The police say they also get complaints from businesses and even drivers. Barbara Hayes passes through on her way to and from work every day. She doesn’t think it happens too frequently but is glad the officers are trying to stop it. “I saw an incident the other night, the guy was lucky he didn’t get killed – it was only because there was a smart driver there.”

However, it appears that jaywalking stops often turn confrontational:

Auditors who oversee complaints against Seattle police officers have repeatedly expressed concerns about jaywalking stops and minor street confrontations that escalate into physical altercations, and they say better training is needed.

At least four auditor reports since 2004 — the most recent last year — have flagged the issue, which is receiving renewed attention in the wake of Monday’s videotaped jaywalking stop in which an officer punched a 17-year-old girl after she shoved him.

The history of jaywalking is an interesting one. As linked to from this blog, The Toronto Star reviews the history of jaywalking. Here’s more good insight into how walking across the street has become criminalized as “jaywalking”:

The cleverest anti-jaywalking publicity effort was in Detroit in 1922, where the Packard Motor Car Company exploited the new fashion for monuments to traffic fatalities. Packard built an oversized imitation tombstone that closely resembled the monument to the innocent child victims of accidents in Baltimore. But Packard’s tombstone redirected blame to the victims. It was marked ‘Erected to the Memory of Mr. J. Walker: He Stepped from the Curb Without Looking.’

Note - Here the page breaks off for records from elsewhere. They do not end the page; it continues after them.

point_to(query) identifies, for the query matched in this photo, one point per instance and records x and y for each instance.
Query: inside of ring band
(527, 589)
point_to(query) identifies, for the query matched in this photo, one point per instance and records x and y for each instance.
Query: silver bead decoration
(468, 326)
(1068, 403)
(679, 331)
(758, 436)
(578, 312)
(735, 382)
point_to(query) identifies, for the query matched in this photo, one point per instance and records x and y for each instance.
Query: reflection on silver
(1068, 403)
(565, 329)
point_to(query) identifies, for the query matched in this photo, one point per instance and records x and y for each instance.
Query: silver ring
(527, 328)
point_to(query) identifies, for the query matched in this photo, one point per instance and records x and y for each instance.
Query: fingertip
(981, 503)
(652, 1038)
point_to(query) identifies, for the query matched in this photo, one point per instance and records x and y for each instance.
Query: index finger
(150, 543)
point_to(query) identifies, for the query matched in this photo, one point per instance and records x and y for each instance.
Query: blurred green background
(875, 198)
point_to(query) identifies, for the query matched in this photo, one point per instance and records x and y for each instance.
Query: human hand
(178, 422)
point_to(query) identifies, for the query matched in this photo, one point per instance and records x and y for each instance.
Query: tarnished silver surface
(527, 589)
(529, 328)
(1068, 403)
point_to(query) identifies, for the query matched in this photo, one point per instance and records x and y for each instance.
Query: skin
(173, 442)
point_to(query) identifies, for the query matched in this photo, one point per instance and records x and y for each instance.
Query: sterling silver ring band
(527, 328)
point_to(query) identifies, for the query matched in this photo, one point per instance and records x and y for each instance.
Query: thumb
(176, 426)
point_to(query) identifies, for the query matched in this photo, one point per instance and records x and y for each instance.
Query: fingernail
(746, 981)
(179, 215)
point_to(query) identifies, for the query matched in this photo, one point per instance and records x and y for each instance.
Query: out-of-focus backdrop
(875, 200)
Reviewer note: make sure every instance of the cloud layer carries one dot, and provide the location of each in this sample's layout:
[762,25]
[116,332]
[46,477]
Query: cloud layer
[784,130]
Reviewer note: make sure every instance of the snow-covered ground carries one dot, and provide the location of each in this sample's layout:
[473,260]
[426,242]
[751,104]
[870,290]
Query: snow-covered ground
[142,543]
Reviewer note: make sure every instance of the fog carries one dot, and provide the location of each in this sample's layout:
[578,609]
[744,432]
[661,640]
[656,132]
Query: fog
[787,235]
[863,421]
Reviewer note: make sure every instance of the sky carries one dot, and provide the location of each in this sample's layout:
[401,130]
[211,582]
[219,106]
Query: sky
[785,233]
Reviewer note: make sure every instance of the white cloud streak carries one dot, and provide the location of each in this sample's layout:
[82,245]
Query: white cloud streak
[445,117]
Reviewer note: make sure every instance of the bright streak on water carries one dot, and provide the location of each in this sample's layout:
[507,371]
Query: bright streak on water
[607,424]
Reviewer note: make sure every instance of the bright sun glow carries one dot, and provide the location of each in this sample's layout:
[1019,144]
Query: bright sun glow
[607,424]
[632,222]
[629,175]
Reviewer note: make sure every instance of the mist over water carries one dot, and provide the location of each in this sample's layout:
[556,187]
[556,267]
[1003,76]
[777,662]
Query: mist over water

What preceded the invention of jaywalking? A 1926 report notes “a Common Law principle which developed centuries ago… This ancient rule is that all persons have an equal right in the highway, and that in exercising the right each shall take due care not to injure other users of the way.” (Miller McClintock for the Chicago Association of Commerce, “Report and Recommendations of the Metropolitan Street Traffic Survey,” p. 133, quoted by Norton on p. 289.)

So, should we go back to those idyllic days when roadway users had equal rights? It’s doubtful that would go over well with the motorists of the world. Considering how cities have been built for cars over the last several decades, a drastic change is unlikely. But, at the very least, it may be worth reconsidering how “jaywalking” is prosecuted.